Usai mencuci muka di kamar mandi, dia keluar dari kamar. Saat sudah di lorong luar kamar  wanita itu melihat sebuah punggung berpiyama dengan kepala berambut pendek turun ke bawah. Mungkin itu Dista ingin mengambil air minum.

Mengira Dista butuh sesuatu terbangun sepagi ini, Nia mengejarnya turun ke bawah menuju dapur. Belum sampai menuju ke sana sudah melihat Genta sedang berdiri di depan dispenser memasak air panas sedangkan Dista berdiri di sisinya.

“Bikin susu? Kamu nggak tidur lagi habis Sholat Tahajud?” tanya Dista terlihat lebih santai dari biasanya yang galak. “Masih bisa tidur lagi, sampai nanti pagi cukup lama.”

“Aku nggak mau tidur lagi, mau belajar.” Genta merespons dengan nada yang juga sama santainya.

Nia menghela napas, kelegaannya terlepas begitu saja mengetahui pembicaraan mereka dengan respon yang sama-sama baik, tidak lagi pakai emosi bentak marah-marah main bersahutan.

“Nggak pusing? Kamu mau tes seleksi, nanti ngantuk dan sakit kepala kalo kurang tidur.”

“Enggak. Aku bukan tukang tidur, jam tidurku udah cukup bahkan kelebihan,” sahut Genta.

“Jangan gitu! Jangan forsir waktu kebanyakan buat belajar,” ucap Dista.

“Udah tahu. Omong-omong kamu ngapain terlalu pagi udah bangun?” Genta diam sesaat lalu bicara lagi, “enggak mungkin Sholat Tahajud.”

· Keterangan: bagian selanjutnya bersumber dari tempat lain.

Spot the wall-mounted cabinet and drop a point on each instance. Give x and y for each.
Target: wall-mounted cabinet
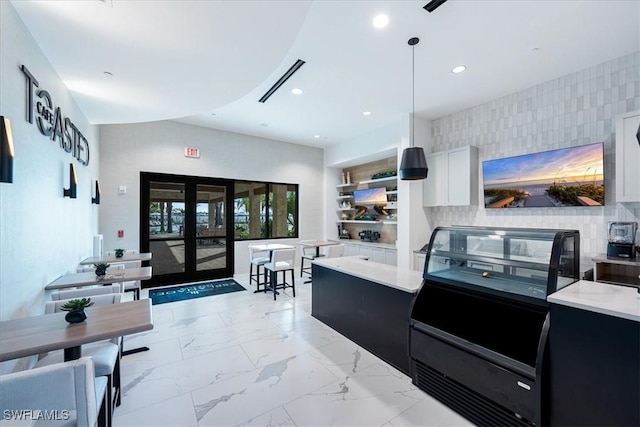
(628, 157)
(453, 178)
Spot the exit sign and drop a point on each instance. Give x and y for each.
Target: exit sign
(192, 152)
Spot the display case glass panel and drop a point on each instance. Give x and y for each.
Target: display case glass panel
(530, 263)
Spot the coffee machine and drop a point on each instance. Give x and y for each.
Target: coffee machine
(622, 239)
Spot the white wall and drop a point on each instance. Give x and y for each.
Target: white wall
(576, 109)
(42, 234)
(127, 150)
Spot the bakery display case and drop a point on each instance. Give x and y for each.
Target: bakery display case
(479, 322)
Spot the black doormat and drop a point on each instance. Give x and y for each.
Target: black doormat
(197, 290)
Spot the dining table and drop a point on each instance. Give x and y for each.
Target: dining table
(89, 278)
(32, 335)
(112, 259)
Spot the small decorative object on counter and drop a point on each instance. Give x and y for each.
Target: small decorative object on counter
(75, 308)
(101, 269)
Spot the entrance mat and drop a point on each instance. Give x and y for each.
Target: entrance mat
(197, 290)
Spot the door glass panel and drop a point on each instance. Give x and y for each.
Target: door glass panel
(211, 226)
(166, 227)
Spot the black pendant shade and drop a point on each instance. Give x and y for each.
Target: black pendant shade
(6, 151)
(72, 191)
(414, 164)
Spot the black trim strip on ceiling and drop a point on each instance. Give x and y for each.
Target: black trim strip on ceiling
(299, 63)
(433, 5)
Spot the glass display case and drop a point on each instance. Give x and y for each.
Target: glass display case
(479, 323)
(520, 263)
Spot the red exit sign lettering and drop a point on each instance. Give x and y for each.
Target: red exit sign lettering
(192, 152)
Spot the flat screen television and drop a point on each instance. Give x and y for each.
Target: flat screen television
(571, 176)
(370, 202)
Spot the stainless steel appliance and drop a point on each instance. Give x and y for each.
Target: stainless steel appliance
(621, 239)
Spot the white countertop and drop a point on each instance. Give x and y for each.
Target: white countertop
(389, 275)
(613, 300)
(365, 243)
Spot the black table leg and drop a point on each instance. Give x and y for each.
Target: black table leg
(72, 353)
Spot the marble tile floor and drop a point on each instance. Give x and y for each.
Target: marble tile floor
(242, 359)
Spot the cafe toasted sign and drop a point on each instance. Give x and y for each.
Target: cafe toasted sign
(52, 123)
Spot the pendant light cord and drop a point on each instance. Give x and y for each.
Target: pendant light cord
(413, 93)
(413, 41)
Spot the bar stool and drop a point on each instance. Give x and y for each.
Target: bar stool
(282, 260)
(258, 258)
(308, 253)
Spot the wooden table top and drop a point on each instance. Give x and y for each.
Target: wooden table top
(89, 278)
(38, 334)
(145, 256)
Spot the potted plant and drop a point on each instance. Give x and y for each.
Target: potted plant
(101, 269)
(75, 308)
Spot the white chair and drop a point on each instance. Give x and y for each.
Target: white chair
(334, 251)
(282, 260)
(258, 258)
(105, 354)
(308, 253)
(68, 388)
(134, 286)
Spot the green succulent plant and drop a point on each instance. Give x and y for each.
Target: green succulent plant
(77, 304)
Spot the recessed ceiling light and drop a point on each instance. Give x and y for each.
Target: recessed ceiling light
(458, 69)
(381, 21)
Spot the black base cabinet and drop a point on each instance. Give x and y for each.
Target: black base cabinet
(595, 369)
(373, 315)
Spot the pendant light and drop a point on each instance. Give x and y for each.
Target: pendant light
(414, 164)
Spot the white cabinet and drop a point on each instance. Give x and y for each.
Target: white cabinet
(628, 157)
(377, 255)
(366, 251)
(391, 257)
(453, 178)
(351, 250)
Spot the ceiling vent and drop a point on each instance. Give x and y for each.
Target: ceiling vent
(433, 5)
(299, 63)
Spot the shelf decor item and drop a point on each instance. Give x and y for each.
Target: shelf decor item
(414, 163)
(75, 309)
(101, 269)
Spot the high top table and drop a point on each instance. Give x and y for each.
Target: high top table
(75, 280)
(314, 244)
(111, 259)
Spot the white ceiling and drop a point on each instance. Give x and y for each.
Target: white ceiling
(208, 62)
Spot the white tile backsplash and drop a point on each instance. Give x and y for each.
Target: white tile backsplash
(573, 110)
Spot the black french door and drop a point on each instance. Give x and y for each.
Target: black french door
(186, 222)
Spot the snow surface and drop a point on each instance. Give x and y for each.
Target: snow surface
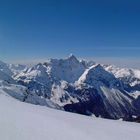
(22, 121)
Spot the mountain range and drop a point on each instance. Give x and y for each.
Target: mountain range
(73, 85)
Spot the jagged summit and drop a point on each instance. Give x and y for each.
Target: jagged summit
(72, 57)
(86, 86)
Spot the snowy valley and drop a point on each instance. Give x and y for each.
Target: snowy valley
(71, 85)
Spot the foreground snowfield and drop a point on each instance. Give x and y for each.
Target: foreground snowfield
(22, 121)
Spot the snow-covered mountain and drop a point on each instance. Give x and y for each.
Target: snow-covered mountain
(78, 86)
(21, 121)
(128, 76)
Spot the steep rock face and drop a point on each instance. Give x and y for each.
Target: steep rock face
(80, 86)
(103, 95)
(131, 77)
(69, 69)
(47, 79)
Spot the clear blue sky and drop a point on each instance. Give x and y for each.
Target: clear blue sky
(40, 29)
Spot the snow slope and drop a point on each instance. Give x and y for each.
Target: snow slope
(22, 121)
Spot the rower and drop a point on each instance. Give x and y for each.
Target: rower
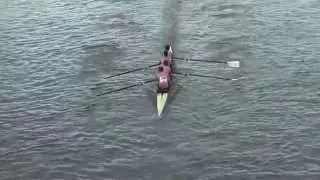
(167, 47)
(163, 79)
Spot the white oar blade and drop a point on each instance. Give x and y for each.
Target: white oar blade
(233, 63)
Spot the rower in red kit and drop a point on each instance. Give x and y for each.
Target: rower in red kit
(164, 73)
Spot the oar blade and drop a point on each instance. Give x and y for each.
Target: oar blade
(234, 64)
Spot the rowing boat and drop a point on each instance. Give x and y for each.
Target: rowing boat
(162, 97)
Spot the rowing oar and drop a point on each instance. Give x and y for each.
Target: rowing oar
(229, 63)
(127, 87)
(134, 70)
(127, 72)
(205, 76)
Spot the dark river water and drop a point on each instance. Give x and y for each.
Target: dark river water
(53, 125)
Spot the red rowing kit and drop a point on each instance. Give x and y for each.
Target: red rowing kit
(165, 70)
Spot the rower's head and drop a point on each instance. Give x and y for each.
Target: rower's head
(166, 62)
(167, 47)
(165, 53)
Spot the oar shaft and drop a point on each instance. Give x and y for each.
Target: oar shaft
(127, 87)
(200, 75)
(134, 70)
(200, 60)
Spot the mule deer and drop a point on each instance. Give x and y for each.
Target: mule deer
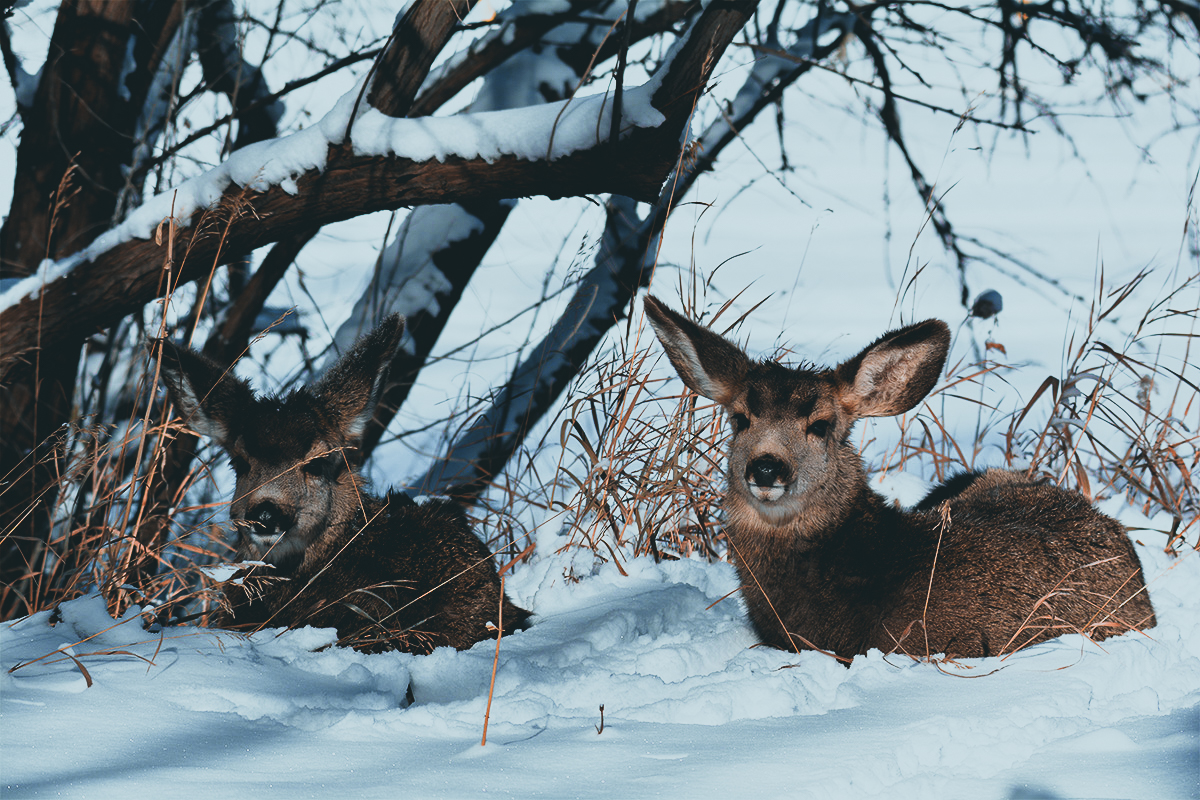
(987, 564)
(387, 572)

“Aku terbangun terus denger ada suara pintu kamar kamu kebuka. Aku takut nggak ada waktu lagi yang tepat untuk harus ngomong sesuatu sama kamu.”

Melihat keduanya sedang ngobrol membuat Nia enggan menganggu dengan kemunculan ini, sehingga sambil menunggu mereka ngobrol dia berdiri dari balik tembok. Inilah yang membuat lega karena mereka akan berbicara setelah keadaan sudah lebih tenang.

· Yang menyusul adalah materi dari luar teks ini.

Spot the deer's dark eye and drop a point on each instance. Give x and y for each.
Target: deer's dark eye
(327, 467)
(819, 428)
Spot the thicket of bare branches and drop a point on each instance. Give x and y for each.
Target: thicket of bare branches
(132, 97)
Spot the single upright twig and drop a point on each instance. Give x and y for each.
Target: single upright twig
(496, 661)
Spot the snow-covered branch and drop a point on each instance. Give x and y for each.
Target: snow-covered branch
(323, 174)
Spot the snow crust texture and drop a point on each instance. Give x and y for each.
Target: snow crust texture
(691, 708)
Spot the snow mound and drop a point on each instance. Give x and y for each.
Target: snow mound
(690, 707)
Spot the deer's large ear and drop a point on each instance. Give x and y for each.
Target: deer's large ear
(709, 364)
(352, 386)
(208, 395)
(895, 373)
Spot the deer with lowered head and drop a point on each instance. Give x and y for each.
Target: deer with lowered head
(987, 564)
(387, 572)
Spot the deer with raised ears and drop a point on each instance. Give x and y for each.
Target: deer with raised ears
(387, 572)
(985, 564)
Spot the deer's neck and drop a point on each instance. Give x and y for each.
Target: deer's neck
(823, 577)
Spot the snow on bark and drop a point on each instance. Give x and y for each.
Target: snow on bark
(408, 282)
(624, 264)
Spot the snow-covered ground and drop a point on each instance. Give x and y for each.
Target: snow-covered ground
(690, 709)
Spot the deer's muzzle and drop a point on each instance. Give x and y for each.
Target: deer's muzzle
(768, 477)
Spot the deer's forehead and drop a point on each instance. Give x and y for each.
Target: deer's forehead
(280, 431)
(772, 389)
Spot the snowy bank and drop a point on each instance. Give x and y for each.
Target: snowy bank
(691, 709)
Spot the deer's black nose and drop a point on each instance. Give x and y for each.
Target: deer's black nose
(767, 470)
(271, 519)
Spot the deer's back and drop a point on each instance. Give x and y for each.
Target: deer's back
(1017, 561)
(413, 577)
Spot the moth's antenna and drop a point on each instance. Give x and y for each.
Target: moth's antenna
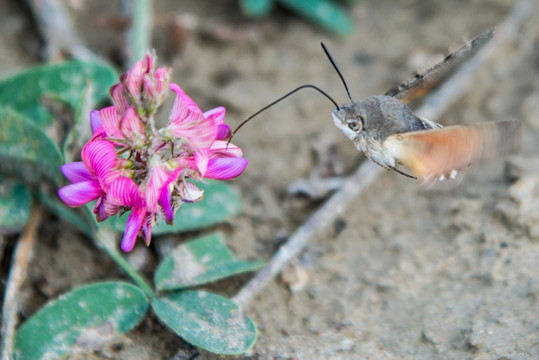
(337, 69)
(282, 98)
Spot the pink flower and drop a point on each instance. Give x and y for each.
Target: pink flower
(91, 176)
(187, 122)
(131, 166)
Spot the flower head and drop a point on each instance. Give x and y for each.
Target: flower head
(130, 165)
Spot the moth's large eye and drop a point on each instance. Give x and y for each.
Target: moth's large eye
(355, 124)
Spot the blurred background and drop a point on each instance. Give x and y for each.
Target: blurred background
(406, 272)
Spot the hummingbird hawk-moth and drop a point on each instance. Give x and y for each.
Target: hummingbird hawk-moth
(391, 135)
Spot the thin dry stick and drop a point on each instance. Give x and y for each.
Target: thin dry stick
(435, 105)
(58, 31)
(23, 254)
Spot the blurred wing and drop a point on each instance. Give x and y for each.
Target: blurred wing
(423, 82)
(439, 153)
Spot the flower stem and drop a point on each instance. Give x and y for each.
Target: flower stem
(105, 240)
(140, 33)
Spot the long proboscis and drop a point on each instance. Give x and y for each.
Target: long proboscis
(282, 98)
(334, 63)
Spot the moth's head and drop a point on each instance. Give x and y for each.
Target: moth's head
(350, 118)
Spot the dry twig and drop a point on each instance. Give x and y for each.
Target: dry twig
(434, 106)
(23, 254)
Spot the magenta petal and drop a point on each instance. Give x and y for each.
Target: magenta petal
(223, 132)
(123, 192)
(217, 114)
(76, 172)
(225, 168)
(95, 122)
(162, 76)
(134, 222)
(78, 194)
(147, 233)
(191, 193)
(164, 201)
(99, 157)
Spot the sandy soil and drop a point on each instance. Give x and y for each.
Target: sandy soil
(407, 273)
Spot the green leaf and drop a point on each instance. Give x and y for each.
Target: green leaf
(325, 13)
(200, 261)
(82, 217)
(26, 152)
(89, 314)
(256, 8)
(15, 202)
(206, 320)
(22, 92)
(221, 201)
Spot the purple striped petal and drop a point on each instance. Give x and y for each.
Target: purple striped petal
(123, 192)
(76, 172)
(104, 209)
(131, 126)
(225, 168)
(159, 181)
(118, 98)
(133, 78)
(134, 222)
(111, 122)
(201, 161)
(78, 194)
(99, 157)
(217, 114)
(184, 109)
(199, 134)
(224, 149)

“Nggak usah pikirin lagi omonganku kemarin siang. Nggak usah peduli sama kemarahanku yang nggak suka kalo kamu mau lanjut ikut test itu. Seharusnya aku seneng kamu bakalan masuk kelas Aksel itu, Gent. Kamu kan pintar, aku akan selalu dukung langkah kamu.”

Nia ingin mengintip bagaimana reaksi Genta kala mendengar ucapan Dista yang sudah sadar diri itu. Pasti si cowok berwajah mirip robot itu masih tetap sedatar mungkin. Nia pernah melihat wajah Genta yang kesal dan sedih tadi pagi, tapi dia tak terlalu tahu bagaimana reaksi terkejutnya seorang Genta. Nia hanya pernah melihat sekilas saat Karel membicarakan kejadian Ghani yang melihat dirinya memakai baju aneh waktu itu. Daripada terkejut reaksinya lebih mirip orang yang bergidik geli.

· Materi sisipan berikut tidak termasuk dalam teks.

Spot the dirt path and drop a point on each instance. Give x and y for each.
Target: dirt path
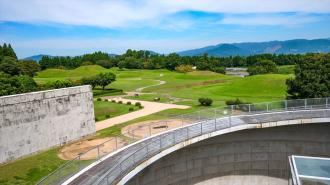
(141, 88)
(71, 151)
(149, 108)
(147, 128)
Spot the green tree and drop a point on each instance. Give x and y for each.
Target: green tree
(60, 84)
(9, 84)
(105, 79)
(8, 51)
(312, 78)
(10, 66)
(27, 84)
(29, 67)
(92, 80)
(262, 67)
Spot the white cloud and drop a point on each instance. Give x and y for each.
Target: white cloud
(114, 13)
(269, 19)
(73, 47)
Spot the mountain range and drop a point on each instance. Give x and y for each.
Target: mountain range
(297, 46)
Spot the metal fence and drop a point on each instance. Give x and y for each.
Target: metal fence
(182, 127)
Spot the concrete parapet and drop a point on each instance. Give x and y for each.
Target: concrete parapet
(39, 120)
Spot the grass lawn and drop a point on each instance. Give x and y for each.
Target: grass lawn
(103, 108)
(188, 87)
(286, 69)
(31, 169)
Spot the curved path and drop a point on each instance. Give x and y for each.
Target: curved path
(148, 108)
(120, 166)
(141, 88)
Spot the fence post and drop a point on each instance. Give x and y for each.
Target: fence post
(116, 143)
(326, 103)
(79, 162)
(231, 112)
(98, 151)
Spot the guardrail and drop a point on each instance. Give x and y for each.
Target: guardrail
(200, 122)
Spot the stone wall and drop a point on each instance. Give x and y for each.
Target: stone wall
(249, 157)
(37, 121)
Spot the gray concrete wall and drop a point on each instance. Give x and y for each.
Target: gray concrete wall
(37, 121)
(256, 156)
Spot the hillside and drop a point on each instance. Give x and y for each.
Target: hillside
(297, 46)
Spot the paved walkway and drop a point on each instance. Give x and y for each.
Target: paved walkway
(149, 108)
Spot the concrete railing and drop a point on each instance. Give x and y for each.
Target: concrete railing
(114, 166)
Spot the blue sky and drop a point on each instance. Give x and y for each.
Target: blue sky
(76, 27)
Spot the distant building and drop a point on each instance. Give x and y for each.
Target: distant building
(237, 71)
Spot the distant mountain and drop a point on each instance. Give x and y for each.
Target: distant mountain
(36, 57)
(297, 46)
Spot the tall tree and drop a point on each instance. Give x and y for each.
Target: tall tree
(312, 77)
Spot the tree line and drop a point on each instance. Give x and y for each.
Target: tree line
(312, 70)
(148, 60)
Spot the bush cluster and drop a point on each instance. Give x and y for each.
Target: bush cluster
(237, 101)
(205, 101)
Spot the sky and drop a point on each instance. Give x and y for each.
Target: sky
(75, 27)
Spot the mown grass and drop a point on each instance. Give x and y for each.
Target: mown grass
(30, 169)
(103, 108)
(286, 69)
(187, 87)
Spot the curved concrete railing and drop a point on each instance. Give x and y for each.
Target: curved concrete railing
(118, 167)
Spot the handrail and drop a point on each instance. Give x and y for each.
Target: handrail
(193, 117)
(119, 165)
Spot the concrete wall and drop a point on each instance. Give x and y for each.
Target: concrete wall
(37, 121)
(257, 156)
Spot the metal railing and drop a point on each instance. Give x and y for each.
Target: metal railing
(186, 126)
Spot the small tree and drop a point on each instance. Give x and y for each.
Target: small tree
(29, 67)
(10, 66)
(205, 101)
(60, 84)
(92, 80)
(184, 68)
(105, 79)
(312, 78)
(262, 67)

Tidak lama baru ada suara Genta menyahuti, “Kamu melarang aku bakal tetap ikut tes seleksi kelas Aksel itu kali. Cuma aku takutnya kamu bakal marah dan aku dimusuhin seumur hidup,.”

“Untung kamu nggak bodoh apalagi nggak tegaan, cuma gara-gara mau membahagiakan aku sampai melepas mimpi dan tujuanmu. Sialnya, aku jadi tahu kalo kamu memang tega banget bahkan sama aku saudara dekatmu.”